In July 2014, POV asked Fallen City filmmaker Qi Zhao what’s happened since the camera stopped rolling.
What has happened in the lives of Mr. and Mrs. Peng, Li Guihua and Hong Shihao since the end of the film?
It has been six years since the earthquake. The Pengs are now living in the new city of Beichuan, they have a loan for a new flat, and they have chosen to stay together. They still haven’t got a baby. It seems they will never have one. Mrs. Peng’s younger sister, who lost a son in the earthquake — the boy in the picture in the film — had another daughter and Mrs. Peng is help taking care of the baby. Their life is peaceful.
Li Guihua is still in prison. We haven’t had a chance to meet her again. She will be out of jail in October 2015. We will try to connect with her when she gets out.
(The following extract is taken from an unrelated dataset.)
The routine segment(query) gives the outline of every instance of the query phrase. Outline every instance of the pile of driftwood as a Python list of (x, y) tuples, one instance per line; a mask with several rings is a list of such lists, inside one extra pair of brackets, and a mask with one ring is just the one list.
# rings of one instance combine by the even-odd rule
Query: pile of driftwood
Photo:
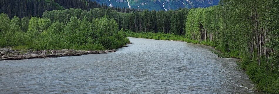
[(39, 51), (16, 51), (0, 48), (0, 61), (80, 56), (115, 52), (114, 49), (106, 51), (81, 51), (73, 50), (46, 50)]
Hong’s life has changed dramatically. He first quit his technical school as he found it boring. He wanted to learn Western cooking, but his mother refused to support him as she thought it has no future and because no one would like Western food in Beichuan. Hong dilly-dallied in the new city of Beichuan then met a girl, and he made her pregnant. His mother worried much and found him a job as an apprentice to repair cars, but he didn’t like that either. Afterwards, he contacted us looking for any chance to make documentaries in Beijing. We found a “run-boy” vacancy and he stayed with us for a year. He learned basic camera skills and sound knowledge and began use Final Cut Pro. During his stay in Beijing, his mother had a second son in a new marriage, and Hong felt awkward to go home during the spring festival in 2014. Finally, he decided to learn Western cooking after discussing it with us. With some savings he earned in the year, he went to Shenyang, some 680 kilometers (420 miles) to the northeast of Beijing. He is now learning cooking and dreams to open his restaurant in Beijing.
Have the residents of Beichuan seen the film? Or have there been reactions from other viewers in China you can share with us?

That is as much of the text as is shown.